TO THE EDITOR: In the U.K. population, mental disorders account for 47% of long-term sickness or absence from the workplace (
1). The care program approach in the National Health Service (NHS) mental health service emphasizes a holistic approach that includes understanding the contribution of unemployment to mental illness (
2). Supporting clients should involve advice about when to resume work if they are on leave, when to seek work if they are unemployed, and occupational impairments associated with a mental disorder. Support is particularly useful for clients taking psychiatric medication because of side effects relevant to workplace functioning. Daily error diaries from employees have shown that selective serotonin reuptake inhibitors can lower logical and semantic processing, recognition memory, and reaction times (
3). Employees taking benzodiazepines can be accident prone (
3), limiting employment that involves driving and machine operation. This study examined the extent to which the philosophy of supporting clients resuming employment is put into practice in the NHS mental health service.
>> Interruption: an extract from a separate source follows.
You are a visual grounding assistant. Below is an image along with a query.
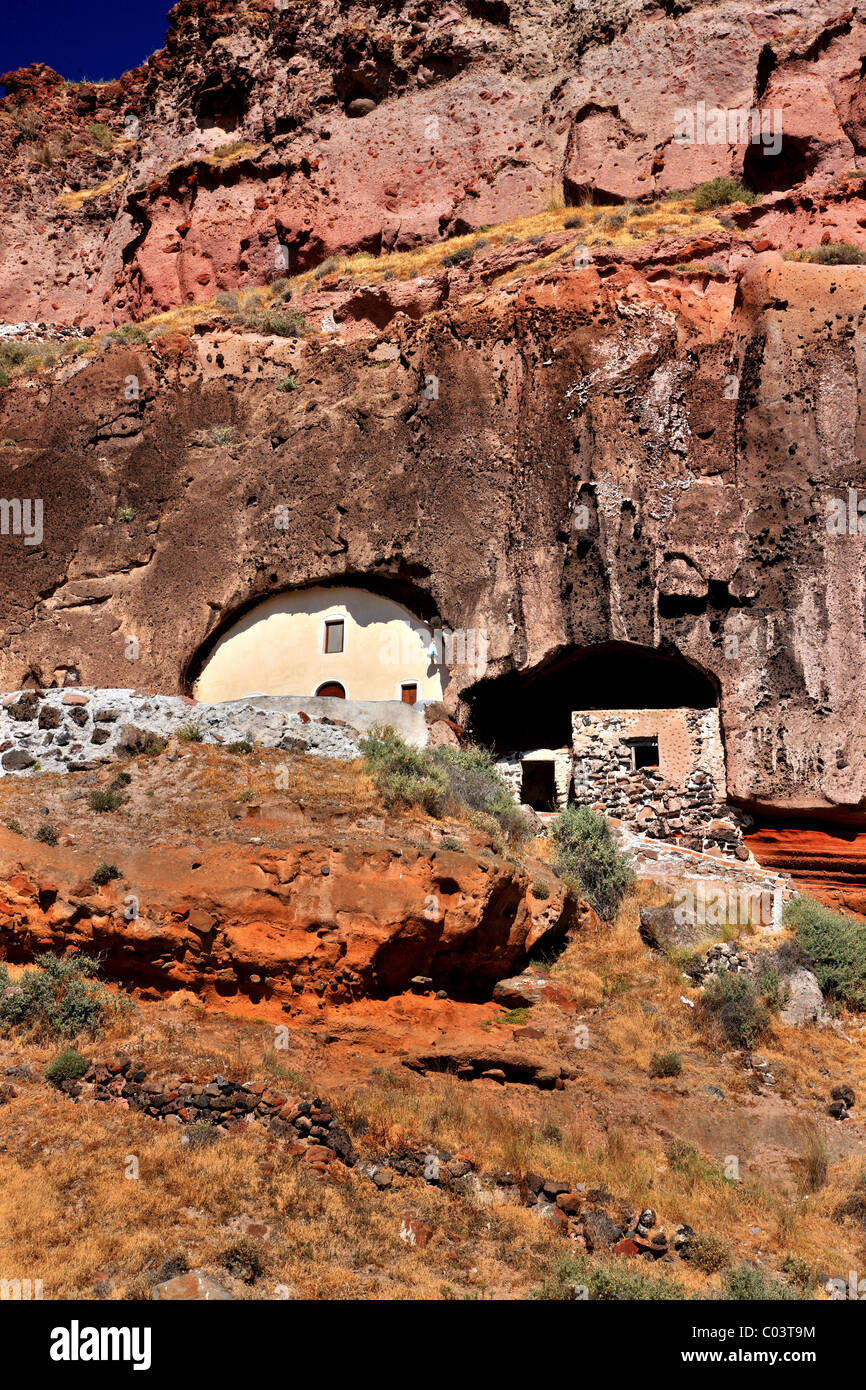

This study examined cross-sectional survey data from 3,329 adult clients of the NHS mental health service. All expressed interest in employment support. Data were extracted from a Care Quality Commission survey. Between-subjects univariate analyses of variance examined the association between medication status and receiving return-to-work support, controlling for recency and duration of contact with the NHS mental health service. Most clients (87%, N=2,831) were receiving psychiatric medication; therefore, each analysis was replicated in a subsample of 400 randomly selected clients (200 receiving and 200 not receiving medication).
Provision of return-to-work support was low (44% did not receive it, N=1,470), even though 40% of clients (N=1,263) had used the mental health service for one to five years, 14% (N=440) for six to ten years, and 29% (N=925) for more than ten years. Most (57%, N=1,863) had contact with the service in the past month.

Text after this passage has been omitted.